MOTIFS DE LA DÉCISION :

En droit, constitue un avantage en nature soumis à cotisation sociale, la fourniture ou la mise à disposition directe ou indirecte d'un bien ou d'un service par l'employeur permettant au salarié de faire l'économie de frais qu'il aurait du normalement supporter.

En l'espèce les salariés de la société CEGETEL SERVICE bénéficiaient de tarifs préférentiels pour leurs abonnements de téléphonie mobile selon une offre spéciale dite " collaborateur CEGETEL " consentie par la société SFR.

La société CEGETEL SERVICE ne conteste plus devant la cour que le fait que ces tarifs réduits aient été consentis par une société tiers est sans incidence sur le redressement puisqu'ils constituaient un accessoire du contrat de travail, étant exclusivement accordés aux salariés de la société CEGETEL SERVICE ayant une ancienneté de plus de 6 mois, avec résiliation de l'offre préférentielle le lendemain de la fin du contrat de travail.

La société CEGETEL SERVICE invoque un accord implicite de l'URSSAF pour exclure cet avantage de l'assiette des cotisations, qui aurait été donné lors d'un précédent contrôle suivant des lettres des 23 janvier et 12 juillet 2001. Il résulte de ces courriers et de ceux émanant de la société CEGETEL SERVICE et de la société SFR, pris en considération par l'organisme lors du contrôle de 2001, que l'URSSAF s'est déterminée au vu des seules affirmations de la société SFR indiquant que, pour les tarifs consentis aux salariés de la société CEGETEL SERVICE, sa marge était semblable à celle dégagée par les tarifs " grand public " ou " grands comptes ", ce dont l'URSSAF a déduit que l'avantage était minime et ne pouvait pas être considéré comme relevant des avantages soumis à cotisations sociales.L'URSSAF précisait néanmoins dans sa lettre du 12 juillet 2001 qu'elle entendait pour l'avenir disposer de chiffres précis permettant de cerner la réalité de la faiblesse de l'avantage consenti. Il s'ensuit que l'organisme, qui ne disposait pas en 2001 de tous les éléments d'appréciation pour se déterminer, n'a pas pris de position définitive l'engageant pour l'avenir.

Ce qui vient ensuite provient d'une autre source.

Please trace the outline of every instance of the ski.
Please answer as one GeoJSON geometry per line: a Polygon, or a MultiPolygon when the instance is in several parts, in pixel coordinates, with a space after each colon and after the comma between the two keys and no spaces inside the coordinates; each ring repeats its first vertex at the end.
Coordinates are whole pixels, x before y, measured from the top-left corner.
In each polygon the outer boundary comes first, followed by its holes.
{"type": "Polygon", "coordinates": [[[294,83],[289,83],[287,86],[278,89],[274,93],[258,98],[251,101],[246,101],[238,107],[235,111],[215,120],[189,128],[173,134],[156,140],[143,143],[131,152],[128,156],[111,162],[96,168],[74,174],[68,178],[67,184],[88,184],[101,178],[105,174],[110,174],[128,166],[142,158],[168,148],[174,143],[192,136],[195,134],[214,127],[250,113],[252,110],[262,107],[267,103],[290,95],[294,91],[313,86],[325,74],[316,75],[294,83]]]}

En application de l'article 5 de l'arrêté ministériel du 9 janvier 1975, l'estimation des avantages en nature, autres que la nourriture et le logement, est faite d'après leur valeur réelle.

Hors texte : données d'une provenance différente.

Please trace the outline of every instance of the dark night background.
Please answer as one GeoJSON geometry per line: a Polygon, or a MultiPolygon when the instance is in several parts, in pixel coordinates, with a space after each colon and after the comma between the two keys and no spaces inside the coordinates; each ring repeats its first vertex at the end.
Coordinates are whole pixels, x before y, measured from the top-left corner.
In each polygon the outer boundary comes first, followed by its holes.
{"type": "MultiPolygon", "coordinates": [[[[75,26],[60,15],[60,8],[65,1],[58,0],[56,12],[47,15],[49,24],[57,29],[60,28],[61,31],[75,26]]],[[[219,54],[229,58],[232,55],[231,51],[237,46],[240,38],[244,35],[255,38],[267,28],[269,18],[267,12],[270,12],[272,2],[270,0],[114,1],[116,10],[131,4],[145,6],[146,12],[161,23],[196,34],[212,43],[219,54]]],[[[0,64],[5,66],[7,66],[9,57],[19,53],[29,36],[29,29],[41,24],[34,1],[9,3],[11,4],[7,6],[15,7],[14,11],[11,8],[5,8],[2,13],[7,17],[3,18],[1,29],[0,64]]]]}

Il résulte des dispositions de l'article R 242-5 du Code de la Sécurité Sociale que le montant des cotisations ne donne lieu à une fixation forfaitaire que dans l'hypothèse où l'employeur n'a pas fourni tous les éléments de comptabilité permettant de chiffrer de façon exacte le montant de l'avantage en nature.
En l'espèce, la société CEGETEL SERVICE a fourni dans un premier temps, ainsi qu'il résulte du courrier de l'URSSAF du 30 juillet 2003, une liste des tous les salariés de l'entreprise sans distinguer ceux de Poitiers, sans préciser la valeur des deux tarifs privilégiés et sans indiquer si les salariés étaient encore présents dans l'entreprise.L'URSSAF a pu établir ensuite en se déplaçant sur le site une liste des salariés concernés avec les abonnements souscrits. Les tarifs consentis étaient les suivants :

-offre dite F48 de 4 heures par mois (2 heures 7 jours sur 7 et 2 heures pendant les fins de semaines) de 7 € TTC, au lieu de 34,91 €,

-offre dite K02 de 8 heures par mois (4 heures 7 jours sur 7 et 4 heures pendant les fins de semaines) de 22 € TTC au lieu de 57,78 €.

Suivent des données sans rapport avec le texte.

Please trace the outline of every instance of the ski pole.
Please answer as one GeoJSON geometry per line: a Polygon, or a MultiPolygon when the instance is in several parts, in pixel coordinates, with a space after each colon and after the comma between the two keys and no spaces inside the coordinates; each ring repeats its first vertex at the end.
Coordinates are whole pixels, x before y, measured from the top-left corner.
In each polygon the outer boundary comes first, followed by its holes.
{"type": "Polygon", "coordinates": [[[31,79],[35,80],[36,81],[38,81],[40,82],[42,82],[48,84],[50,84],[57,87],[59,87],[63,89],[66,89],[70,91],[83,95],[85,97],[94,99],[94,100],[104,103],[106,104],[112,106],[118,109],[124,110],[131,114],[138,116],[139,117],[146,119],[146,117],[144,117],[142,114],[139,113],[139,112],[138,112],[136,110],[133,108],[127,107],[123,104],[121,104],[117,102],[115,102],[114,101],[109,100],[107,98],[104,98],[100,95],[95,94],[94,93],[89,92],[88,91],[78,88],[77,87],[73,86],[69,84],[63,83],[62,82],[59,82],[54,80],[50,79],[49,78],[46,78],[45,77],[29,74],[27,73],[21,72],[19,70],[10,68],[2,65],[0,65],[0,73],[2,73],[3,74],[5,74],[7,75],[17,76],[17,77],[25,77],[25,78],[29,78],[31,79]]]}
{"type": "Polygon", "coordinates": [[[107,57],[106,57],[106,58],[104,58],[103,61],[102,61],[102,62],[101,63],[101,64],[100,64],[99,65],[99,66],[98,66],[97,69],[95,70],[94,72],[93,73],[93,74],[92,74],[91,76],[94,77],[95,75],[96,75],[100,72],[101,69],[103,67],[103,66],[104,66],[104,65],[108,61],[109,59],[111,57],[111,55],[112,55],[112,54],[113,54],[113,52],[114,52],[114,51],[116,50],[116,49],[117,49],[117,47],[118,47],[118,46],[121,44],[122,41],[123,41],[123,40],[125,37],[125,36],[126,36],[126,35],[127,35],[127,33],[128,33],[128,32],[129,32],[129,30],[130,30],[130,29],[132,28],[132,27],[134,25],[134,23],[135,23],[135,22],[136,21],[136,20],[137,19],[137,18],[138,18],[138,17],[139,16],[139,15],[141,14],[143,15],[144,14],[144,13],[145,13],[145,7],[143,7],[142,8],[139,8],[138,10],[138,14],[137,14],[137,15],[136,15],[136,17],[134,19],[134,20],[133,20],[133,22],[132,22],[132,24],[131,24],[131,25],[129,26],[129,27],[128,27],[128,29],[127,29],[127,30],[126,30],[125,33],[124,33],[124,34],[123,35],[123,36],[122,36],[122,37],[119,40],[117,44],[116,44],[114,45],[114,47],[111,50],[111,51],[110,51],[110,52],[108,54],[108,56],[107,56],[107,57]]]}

L'URSSAF a déterminé le montant de l'avantage consenti pour chaque type de forfait sur la base de la différence entre le prix réduit et le prix public en multipliant le résultat sur 17 mois par le nombre des salariés de la liste en fonction de l'abonnement choisi.

La société CEGETEL SERVICE estime qu'il s'agit d'une évaluation forfaitaire prohibée de l'avantage en nature et que l'organisme aurait dû chiffrer mois par mois et salarié par salarié en intégrant les arrivées et les départs le montant de l'avantage, d'autant qu'il est précisé dans le redressement qu'il a eu accès aux bulletins de paie, DADS, livre de paie et fichiers.

Toutefois, étant observé que la société CEGETEL SERVICE n'a pas fourni elle-même aux contrôleurs une liste exacte puisqu'elle y relève le nom de 5 salariés, qui n'étaient pas encore embauchés, qu'elle n'a pas non plus invoqué ces erreurs dans ses contestations du redressement puisqu'elle n'invoquait qu'une décision implicite prise en sa faveur, il y a lieu de constater que l'URSSAF a procédé à une évaluation de la valeur réelle des avantages consentis aux salariés puisque ceux-ci étaient identifiés et que les prix des tarifs consentis comme les tarifs de comparaison étaient déterminés. Le fait que des erreurs ont été commises dans cette appréciation du fait de ne pas avoir fait un chiffrage mois par mois ne lui donne pas pour autant la nature d'une évaluation forfaitaire et n'est pas de nature à entraîner l'annulation du redressement.

Subsidiairement, la société CEGETEL SERVICE soutient qu'il y a lieu à une régularisation du redressement sur son montant.

L'URSSAF rétorque que l'assiette des cotisations ne peut plus être remise en cause par la société CEGETEL SERVICE, faute de l'avoir contesté dans le délai prévu à l'article R 243-59 § 5 du Code de la sécurité sociale.

Toutefois, la contestation régulière du redressement par la société CEGETEL SERVICE lui permet, à défaut d'obtenir son annulation, de demander la révision de l'assiette des cotisations sociales.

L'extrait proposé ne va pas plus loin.